How to Recognize Fraud


Number 1: You’re contacted out of the blue with an offer for free money or fast cash

If you receive an unsolicited offer like this, there’s a good chance that you’ve been targeted by a scam artist. Most scams of this nature rely on your response to their initial promise of lottery winnings, fast-cash from an easy work-at-home job, guaranteed returns from a hot new investment or an inheritance you didn’t know about, so that they can gain access to your personal information and solicit money from you.

 Number 2: You are pressured to act quickly

Scam artists are very good at pretending to have “limited time only” offers or “inside information” that is designed to get you to act quickly and make an irrational decision. Don’t fall for those tactics. If the offer is legitimate it will still be there tomorrow.

 Our third red flag is a really simple one: If it seems too good to be true, it probably is

Scam artists have a knack for making people believe that they’ll be better off if they take the deal. But what really happens is that the scammers are the ones who are better off — they leave with your money, and you’re left with nothing from the too-good-to-be-true promises that were made.


"ElderWatch Tips for Recognizing Senior Scams." AARP. Accessed May 01, 2019.


Once you recognize a potential scam, it’s important that you know how to refuse becoming a victim. An important thing to remember is to ask questions and take your time before ever making any kind of financial decision. We’ve also found the following methods to be effective:

The first is to never, ever provide your private information, such as your Social Security number, bank account or birth date, to anyone who contacts you unsolicited.

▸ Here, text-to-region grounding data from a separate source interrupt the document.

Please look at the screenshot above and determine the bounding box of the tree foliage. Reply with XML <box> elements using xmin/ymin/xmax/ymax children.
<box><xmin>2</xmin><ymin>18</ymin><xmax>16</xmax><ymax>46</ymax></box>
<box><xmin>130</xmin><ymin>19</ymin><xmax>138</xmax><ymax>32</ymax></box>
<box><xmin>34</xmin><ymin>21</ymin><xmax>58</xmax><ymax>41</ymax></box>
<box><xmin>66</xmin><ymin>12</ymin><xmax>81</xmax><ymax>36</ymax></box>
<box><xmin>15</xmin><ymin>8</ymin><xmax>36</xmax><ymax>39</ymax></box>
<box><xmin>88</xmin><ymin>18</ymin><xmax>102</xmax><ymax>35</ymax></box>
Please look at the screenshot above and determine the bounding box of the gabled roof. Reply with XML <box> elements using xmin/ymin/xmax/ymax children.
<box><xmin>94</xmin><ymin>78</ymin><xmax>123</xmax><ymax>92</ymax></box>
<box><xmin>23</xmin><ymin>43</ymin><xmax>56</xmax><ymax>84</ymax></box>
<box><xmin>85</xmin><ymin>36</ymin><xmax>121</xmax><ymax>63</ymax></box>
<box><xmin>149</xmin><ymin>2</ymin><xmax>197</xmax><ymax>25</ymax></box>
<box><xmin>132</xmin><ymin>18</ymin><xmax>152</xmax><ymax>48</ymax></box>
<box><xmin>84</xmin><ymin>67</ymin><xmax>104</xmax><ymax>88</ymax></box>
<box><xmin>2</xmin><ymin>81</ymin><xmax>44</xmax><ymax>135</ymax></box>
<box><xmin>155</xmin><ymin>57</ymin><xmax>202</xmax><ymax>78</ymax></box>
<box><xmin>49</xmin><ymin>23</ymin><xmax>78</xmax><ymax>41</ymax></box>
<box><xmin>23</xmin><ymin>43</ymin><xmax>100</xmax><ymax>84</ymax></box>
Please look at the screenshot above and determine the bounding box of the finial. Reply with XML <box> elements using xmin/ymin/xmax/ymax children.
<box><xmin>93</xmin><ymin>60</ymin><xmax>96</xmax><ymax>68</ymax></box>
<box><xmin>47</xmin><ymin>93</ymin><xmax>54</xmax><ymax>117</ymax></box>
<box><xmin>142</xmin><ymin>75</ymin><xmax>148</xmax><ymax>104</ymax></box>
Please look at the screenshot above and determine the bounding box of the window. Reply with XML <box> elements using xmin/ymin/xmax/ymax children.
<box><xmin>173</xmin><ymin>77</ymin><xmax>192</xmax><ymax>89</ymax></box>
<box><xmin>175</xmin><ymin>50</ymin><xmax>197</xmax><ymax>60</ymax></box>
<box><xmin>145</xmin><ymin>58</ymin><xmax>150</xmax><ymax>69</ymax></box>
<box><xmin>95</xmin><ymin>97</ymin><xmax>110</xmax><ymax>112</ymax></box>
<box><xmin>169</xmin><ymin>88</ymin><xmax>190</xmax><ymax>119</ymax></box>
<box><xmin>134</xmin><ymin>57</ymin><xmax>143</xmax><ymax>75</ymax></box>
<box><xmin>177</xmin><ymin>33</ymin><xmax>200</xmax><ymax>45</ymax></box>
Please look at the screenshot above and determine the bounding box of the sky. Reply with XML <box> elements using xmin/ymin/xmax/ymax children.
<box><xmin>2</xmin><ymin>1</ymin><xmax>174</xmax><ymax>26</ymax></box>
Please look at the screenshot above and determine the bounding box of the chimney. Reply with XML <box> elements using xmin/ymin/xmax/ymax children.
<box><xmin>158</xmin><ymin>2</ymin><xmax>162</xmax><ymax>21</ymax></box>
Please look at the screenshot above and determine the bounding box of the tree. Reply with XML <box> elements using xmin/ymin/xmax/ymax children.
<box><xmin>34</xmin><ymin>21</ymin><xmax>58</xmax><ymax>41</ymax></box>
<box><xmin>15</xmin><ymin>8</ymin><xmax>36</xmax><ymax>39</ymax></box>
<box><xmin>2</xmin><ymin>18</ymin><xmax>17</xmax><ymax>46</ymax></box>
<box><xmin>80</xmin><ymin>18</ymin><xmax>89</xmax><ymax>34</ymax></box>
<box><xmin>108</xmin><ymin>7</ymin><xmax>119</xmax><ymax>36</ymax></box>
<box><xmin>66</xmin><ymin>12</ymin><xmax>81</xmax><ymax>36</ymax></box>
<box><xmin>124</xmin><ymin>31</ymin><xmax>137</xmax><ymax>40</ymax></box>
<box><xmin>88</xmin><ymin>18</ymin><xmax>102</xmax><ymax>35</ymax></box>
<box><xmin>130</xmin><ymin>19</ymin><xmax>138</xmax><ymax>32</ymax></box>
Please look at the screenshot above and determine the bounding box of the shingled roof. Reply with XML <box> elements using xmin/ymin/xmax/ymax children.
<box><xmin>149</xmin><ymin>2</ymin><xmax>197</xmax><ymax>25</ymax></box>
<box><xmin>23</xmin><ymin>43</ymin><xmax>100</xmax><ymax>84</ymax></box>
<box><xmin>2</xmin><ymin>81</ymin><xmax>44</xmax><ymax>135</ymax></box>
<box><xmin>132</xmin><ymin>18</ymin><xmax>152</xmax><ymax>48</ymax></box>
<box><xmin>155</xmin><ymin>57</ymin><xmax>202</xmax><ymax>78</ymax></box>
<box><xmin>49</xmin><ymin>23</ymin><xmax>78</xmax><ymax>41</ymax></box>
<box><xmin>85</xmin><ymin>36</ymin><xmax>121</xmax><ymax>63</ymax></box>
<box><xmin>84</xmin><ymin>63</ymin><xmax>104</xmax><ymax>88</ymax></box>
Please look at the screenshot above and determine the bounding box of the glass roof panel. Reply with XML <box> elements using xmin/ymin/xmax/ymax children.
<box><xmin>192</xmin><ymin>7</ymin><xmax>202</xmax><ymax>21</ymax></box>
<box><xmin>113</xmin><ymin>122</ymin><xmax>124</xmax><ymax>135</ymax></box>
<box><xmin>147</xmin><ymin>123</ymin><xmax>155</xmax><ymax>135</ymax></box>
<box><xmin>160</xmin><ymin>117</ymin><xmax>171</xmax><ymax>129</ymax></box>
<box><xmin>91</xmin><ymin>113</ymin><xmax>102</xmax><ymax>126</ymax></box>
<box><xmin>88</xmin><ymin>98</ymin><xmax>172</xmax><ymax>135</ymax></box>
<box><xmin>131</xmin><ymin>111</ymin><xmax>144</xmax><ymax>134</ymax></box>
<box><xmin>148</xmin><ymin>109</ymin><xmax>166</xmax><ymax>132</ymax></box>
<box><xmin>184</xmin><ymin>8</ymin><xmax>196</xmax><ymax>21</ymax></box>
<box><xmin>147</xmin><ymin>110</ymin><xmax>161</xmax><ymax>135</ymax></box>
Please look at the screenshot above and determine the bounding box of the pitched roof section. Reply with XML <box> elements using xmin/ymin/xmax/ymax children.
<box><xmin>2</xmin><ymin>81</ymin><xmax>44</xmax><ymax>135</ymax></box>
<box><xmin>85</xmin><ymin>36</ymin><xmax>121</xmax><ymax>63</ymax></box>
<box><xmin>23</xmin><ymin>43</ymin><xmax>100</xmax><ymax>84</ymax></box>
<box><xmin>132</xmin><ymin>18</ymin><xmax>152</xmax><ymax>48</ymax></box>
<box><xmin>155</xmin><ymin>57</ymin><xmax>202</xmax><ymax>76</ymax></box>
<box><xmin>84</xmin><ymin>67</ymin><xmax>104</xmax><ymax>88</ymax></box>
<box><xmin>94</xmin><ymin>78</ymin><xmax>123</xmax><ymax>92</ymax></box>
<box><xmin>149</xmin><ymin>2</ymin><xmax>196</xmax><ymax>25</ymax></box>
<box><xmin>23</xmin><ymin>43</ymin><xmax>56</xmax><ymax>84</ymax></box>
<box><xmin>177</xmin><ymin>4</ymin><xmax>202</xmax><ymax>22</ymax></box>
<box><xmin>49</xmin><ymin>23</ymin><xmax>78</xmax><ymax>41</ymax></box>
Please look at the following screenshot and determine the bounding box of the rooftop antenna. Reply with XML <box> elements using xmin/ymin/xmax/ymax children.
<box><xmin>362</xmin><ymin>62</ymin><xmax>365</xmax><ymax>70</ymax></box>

Secondly, never send a check or wire money to anyone who contacts you if you do not know them personally. If you receive an unwanted call, piece of mail or email, hang up, shred it, delete it and DO NOT RESPOND.

Make sure you’re signed up for the Federal Do Not Call list. You can visit to submit your phone number. Your state may also have a state-specific No Call list, and it’s a good idea to register your numbers on that list as well. However, while being registered on the Do Not Call list will cut down on the amount of telemarketing phone calls you receive, you should also develop what we call a refusal script — memorize it or put it on your fridge so that you don’t get flustered and have a quick, easy way to just say no and to hang up. A sample refusal script might be “Sorry, I’m not interested. I don’t make any financial decisions without consulting my ____ (fill in the blank)” and then hanging up the phone. Don’t worry about missing out on something — if it seems too good to be true, it probably is!

Lastly, ask questions, and do your homework. Questions are empowering, and many scammers will shut down once you start asking them. However, it’s a good idea not only to ask questions, but to do your homework on their answers. Research the company through an organization like the Better Business Bureau, and talk to friends and family before taking any kind of action.



"Fraud Prevention Methods from ElderWatch - AARP Foundation." AARP. Accessed May 01, 2019.